SOCIAL DREAMING MATRIX – 15 aprile 2020

I SOGNI AL TEMPO DEL COVID 19

La Matrice di Social Dreaming del 15 aprile scorso, terzo incontro del nostro ciclo Sogni al tempo del COVID 19, ci parla di un mondo scomposto, deformato, frammentato; un mondo di cose andate in pezzi che è difficile ricomporre. 

I sogni raccontano di un gioco di bastoncini di Shangai da estrarre uno ad uno, sapendo che se sbaglio mossa perdo tutto; di un volto classico di donna che si scompone in frammenti come in un quadro di Picasso; di un paio di occhiali che di colpo si rompono in mille frammenti, di una moto che va in pezzi in un parcheggio, di un cellulare che si rompe in mano. 

Nei sogni cammino in una città in cui è facile perdersi e di cui non riconosco più le strade, tutto ciò che prima era familiare sembra ora diverso visto da un’altra angolazione, le fermate della metropolitana sono nascoste da foreste di alberi; cerco le spiagge che amavo ma non riesco a ritrovarle, i mezzi di trasporto abituali si incastrano uno nell’altro, un taxi dentro un treno sopra a un traghetto, e il viaggio diventa impossibile. 
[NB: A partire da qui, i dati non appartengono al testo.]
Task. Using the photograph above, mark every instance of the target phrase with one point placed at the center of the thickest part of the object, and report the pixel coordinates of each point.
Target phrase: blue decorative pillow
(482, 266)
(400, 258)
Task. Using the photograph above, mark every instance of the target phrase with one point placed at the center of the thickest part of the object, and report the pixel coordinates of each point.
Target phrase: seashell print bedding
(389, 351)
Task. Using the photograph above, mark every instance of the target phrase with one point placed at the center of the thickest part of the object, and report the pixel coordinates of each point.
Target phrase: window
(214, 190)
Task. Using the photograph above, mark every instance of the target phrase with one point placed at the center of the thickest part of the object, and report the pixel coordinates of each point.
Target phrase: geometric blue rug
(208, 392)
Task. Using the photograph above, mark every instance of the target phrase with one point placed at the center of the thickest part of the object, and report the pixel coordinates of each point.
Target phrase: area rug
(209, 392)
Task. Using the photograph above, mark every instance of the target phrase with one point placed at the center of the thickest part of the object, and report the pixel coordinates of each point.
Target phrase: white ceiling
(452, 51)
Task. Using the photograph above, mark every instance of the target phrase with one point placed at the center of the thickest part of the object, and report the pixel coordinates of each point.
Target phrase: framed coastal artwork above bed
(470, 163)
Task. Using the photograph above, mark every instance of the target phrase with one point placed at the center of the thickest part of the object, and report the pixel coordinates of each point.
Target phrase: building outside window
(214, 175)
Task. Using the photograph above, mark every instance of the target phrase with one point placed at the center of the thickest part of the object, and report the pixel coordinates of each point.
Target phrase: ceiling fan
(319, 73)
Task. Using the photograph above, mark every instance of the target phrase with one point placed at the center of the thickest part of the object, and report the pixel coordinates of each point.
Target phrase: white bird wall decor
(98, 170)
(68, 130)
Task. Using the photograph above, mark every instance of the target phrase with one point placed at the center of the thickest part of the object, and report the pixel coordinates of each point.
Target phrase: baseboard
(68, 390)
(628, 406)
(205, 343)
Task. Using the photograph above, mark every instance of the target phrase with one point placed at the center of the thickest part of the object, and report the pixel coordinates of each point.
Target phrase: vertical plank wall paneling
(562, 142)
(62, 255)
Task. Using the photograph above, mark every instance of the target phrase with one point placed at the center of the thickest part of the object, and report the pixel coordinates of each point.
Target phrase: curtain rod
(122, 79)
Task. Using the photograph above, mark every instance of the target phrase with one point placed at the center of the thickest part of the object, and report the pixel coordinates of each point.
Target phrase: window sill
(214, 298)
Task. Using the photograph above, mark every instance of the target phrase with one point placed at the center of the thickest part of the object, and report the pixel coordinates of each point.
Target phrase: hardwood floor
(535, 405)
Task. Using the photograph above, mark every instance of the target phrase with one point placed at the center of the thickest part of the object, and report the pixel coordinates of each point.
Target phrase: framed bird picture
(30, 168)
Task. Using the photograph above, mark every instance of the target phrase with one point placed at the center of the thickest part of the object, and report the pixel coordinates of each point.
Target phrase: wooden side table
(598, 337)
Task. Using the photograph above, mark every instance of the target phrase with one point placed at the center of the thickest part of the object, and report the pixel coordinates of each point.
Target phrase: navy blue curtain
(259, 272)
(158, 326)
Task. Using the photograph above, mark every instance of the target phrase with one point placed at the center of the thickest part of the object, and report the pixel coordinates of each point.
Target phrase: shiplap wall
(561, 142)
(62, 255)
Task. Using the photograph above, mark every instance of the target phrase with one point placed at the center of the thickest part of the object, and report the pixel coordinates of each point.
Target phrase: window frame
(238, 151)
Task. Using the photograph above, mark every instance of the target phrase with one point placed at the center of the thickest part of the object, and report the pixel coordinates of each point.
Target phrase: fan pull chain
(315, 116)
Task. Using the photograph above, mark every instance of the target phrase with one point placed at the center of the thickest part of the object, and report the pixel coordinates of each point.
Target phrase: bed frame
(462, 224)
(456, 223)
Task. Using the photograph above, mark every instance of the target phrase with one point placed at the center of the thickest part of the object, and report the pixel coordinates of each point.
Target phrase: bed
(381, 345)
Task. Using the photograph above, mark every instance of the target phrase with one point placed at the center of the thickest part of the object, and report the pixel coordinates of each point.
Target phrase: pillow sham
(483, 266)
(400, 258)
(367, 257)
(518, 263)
Passo da un treno all’altro, lascio una festa troppo affollata e mi ritrovo in uno strano luna park con cariatidi dai volti sbrecciati e dai piedi enormi, come in una sequenza di immagini di un film di Fellini. Nel paesaggio ci si perde e ci si ritrova senza soluzione di continuità, senza un senso preciso, le direzioni si confondono e chiedere indicazioni diventa un’impresa difficile perché lungo la strada incontriamo strani personaggi di cui è difficile fidarsi, un bambino biondo con gli occhi azzurri potrebbe essere il figlio di un assassino, una vecchina dall’aria apparentemente innocua chiede a uno strano elettricista di avvitare una lampadina gigante.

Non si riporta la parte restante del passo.